INCIBE has coordinated the publication of two medium-severity vulnerabilities affecting Dowisp, software used to manage telecommunications operators. The vulnerabilities were discovered by José Luis Platas Feced.
These vulnerabilities have been assigned the following codes, CVSS v4.0 base score, CVSS vector and CWE vulnerability type for each vulnerability:
- CVE-2025-41071 y CVE-2025-41072: CVSS v4.0: 5.1 | CVSS AV:N/AC:L/AT:N/PR:L/UI:P/VC:N/VI:N/VA:N/SC:L/SI:L/SA:N | CWE-79.
The vulnerabilities have been fixed by the Dowisp team in version 2.0.1. Furthermore, these vulnerabilities affected the platform hosted on the dowisp.app domain, which has been closed and is now hosted on app.dowisp.com, with the changes made.
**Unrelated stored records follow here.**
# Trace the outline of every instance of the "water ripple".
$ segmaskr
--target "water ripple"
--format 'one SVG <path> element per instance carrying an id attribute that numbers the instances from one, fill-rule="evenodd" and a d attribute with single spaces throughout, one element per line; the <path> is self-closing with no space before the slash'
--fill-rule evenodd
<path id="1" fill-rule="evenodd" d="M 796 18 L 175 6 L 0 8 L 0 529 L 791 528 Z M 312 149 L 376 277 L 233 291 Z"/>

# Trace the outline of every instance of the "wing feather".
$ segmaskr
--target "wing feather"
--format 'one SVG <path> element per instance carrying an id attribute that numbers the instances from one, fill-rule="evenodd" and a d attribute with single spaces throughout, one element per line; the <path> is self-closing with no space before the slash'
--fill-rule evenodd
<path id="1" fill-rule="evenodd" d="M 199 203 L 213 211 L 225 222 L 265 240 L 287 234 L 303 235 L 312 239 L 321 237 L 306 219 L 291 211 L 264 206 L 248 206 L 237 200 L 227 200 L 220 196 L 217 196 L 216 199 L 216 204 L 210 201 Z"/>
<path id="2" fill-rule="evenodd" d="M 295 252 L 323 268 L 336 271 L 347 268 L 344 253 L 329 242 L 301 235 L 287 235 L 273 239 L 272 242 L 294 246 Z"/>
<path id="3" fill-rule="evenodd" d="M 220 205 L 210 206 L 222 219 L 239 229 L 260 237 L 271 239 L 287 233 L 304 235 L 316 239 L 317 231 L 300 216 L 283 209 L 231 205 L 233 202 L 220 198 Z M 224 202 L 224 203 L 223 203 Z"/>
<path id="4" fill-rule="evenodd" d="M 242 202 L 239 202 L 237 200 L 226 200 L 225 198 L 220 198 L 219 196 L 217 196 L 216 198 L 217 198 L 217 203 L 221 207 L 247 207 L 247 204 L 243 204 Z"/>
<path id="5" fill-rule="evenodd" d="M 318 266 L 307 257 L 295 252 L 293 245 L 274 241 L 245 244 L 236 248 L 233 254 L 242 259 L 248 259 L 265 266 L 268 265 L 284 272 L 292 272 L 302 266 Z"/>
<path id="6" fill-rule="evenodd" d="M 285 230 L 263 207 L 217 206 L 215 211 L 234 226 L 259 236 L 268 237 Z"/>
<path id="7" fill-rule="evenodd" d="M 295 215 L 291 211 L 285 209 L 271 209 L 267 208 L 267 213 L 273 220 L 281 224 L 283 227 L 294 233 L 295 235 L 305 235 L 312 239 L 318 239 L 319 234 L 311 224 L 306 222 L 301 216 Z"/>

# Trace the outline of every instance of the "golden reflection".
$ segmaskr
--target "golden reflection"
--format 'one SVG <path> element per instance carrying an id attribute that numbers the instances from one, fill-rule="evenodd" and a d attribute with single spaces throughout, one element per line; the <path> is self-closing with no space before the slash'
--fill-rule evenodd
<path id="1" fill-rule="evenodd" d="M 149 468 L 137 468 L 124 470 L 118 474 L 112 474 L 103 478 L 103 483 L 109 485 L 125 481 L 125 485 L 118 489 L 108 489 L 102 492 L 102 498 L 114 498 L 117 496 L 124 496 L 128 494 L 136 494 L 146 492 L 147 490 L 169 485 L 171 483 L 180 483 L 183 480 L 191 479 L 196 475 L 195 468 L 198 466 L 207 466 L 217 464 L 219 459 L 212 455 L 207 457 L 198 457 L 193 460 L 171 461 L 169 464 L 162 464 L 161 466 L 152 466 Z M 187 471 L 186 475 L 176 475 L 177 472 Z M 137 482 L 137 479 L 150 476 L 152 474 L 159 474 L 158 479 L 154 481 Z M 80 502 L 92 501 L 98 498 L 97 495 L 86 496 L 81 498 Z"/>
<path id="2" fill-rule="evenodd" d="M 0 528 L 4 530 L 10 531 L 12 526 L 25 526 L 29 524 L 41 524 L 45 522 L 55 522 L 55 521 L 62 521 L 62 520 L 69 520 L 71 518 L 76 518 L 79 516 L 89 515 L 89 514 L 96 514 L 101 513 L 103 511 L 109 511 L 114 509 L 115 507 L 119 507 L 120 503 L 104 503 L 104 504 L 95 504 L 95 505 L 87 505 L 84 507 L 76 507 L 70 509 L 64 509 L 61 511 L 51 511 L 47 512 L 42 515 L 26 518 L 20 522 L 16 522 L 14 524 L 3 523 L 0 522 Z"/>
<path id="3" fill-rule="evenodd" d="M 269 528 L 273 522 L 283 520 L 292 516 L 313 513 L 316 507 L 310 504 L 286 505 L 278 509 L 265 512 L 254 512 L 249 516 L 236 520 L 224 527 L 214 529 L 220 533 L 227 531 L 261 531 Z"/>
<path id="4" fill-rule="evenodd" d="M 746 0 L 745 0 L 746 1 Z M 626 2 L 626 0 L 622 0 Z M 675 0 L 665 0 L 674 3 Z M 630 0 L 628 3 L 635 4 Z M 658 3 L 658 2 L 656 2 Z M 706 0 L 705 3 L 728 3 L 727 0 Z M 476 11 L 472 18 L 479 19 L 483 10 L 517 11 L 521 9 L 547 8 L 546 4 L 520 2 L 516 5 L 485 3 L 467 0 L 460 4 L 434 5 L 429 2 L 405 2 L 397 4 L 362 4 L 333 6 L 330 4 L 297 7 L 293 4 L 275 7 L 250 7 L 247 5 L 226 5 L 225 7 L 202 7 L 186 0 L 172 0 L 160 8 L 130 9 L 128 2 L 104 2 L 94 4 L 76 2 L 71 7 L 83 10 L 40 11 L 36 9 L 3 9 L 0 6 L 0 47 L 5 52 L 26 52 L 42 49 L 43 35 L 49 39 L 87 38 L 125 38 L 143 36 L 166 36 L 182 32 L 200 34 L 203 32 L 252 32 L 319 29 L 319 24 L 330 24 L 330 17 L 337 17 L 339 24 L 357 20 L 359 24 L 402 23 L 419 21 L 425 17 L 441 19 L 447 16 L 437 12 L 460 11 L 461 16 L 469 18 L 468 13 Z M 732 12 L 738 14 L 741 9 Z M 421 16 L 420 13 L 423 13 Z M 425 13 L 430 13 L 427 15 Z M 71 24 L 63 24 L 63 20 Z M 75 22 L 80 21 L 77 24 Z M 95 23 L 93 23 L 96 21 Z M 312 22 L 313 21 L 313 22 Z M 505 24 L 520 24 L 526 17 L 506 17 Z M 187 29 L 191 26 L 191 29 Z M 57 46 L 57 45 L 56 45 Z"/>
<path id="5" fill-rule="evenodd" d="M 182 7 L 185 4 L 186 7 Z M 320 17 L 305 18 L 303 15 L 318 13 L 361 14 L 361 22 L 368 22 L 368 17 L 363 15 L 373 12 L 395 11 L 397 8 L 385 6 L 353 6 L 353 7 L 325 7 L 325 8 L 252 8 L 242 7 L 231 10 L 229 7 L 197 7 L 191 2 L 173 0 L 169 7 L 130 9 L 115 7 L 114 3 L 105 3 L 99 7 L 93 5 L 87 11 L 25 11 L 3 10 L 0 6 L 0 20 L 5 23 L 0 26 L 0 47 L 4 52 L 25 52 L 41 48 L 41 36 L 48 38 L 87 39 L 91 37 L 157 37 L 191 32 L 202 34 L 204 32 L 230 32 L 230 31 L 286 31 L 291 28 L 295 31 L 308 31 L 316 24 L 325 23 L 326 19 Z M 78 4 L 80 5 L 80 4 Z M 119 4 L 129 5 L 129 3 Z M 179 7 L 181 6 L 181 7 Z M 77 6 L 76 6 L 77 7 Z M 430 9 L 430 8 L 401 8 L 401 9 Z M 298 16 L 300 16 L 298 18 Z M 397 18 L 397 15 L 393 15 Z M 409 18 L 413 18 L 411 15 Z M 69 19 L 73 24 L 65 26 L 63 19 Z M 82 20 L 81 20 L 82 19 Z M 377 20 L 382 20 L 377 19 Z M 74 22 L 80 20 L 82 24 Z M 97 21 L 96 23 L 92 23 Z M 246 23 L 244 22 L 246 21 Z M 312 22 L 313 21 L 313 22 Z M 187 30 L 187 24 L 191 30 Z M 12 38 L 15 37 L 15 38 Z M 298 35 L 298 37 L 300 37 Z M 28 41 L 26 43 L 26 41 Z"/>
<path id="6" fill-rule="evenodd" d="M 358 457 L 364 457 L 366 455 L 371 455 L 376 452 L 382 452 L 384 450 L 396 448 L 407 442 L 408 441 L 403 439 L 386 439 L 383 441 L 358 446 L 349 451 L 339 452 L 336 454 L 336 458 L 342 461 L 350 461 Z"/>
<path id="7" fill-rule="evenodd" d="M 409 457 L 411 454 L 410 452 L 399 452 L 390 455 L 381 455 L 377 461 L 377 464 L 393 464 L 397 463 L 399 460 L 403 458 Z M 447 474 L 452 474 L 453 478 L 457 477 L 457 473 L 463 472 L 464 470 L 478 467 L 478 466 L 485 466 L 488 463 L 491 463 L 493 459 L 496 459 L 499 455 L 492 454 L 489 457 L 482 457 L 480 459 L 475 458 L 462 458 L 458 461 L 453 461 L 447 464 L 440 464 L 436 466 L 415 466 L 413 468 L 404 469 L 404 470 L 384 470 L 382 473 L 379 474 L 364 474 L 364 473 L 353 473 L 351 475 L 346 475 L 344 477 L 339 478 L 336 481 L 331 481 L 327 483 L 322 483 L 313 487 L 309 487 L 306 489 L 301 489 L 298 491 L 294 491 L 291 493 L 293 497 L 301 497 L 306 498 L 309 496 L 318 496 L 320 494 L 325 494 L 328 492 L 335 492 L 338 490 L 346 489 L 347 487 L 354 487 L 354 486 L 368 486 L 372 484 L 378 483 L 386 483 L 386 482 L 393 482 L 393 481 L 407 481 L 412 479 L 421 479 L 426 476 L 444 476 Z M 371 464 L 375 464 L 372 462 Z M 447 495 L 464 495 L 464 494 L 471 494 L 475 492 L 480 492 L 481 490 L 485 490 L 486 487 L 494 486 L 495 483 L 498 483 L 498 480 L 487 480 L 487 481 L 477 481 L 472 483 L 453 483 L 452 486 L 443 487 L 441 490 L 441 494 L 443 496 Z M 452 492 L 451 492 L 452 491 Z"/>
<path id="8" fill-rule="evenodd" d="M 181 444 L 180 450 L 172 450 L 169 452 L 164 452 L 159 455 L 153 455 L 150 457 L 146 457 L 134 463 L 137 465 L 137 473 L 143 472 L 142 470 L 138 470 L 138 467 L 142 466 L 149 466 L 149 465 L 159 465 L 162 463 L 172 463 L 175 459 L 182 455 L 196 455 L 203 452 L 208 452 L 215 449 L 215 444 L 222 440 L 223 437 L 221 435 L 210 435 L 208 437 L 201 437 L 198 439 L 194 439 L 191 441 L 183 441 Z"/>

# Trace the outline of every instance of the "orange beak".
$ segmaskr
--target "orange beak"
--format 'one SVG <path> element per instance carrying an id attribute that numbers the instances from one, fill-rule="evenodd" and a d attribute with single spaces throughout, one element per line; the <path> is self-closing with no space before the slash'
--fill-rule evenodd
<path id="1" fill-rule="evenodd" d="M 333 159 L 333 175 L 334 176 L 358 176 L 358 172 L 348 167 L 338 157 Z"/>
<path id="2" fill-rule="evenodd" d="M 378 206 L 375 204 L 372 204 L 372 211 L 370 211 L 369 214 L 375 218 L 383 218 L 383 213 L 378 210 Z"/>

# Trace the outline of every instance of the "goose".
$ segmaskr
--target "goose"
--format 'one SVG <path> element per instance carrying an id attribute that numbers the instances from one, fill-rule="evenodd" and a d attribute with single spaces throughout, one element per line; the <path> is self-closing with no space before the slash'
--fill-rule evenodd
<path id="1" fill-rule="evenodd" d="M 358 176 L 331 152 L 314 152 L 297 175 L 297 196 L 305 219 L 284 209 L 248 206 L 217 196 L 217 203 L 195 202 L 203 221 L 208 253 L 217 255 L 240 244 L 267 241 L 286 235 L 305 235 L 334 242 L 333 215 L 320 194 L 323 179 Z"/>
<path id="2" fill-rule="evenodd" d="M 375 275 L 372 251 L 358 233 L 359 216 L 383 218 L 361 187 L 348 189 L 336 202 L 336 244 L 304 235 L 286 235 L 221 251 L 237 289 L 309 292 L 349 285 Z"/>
A stored Cross-Site Scripting (XSS) vulnerability has been found in Dowisp. This vulnerability allows an attacker to store malicious SVG content by sending an HTTP POST request using a space at the end of the JSON parameter to bypass security. The relationship between parameters and assigned identifiers is as follows:
- CVE-2025-41071: parameter 'attachment.file.name' in '/d2/helpdesk/ticket/<id>/add_comment/'.
- CVE-2025-41072: parameter 'file.name' in '/d2/helpdesk/ticket//attachments/'.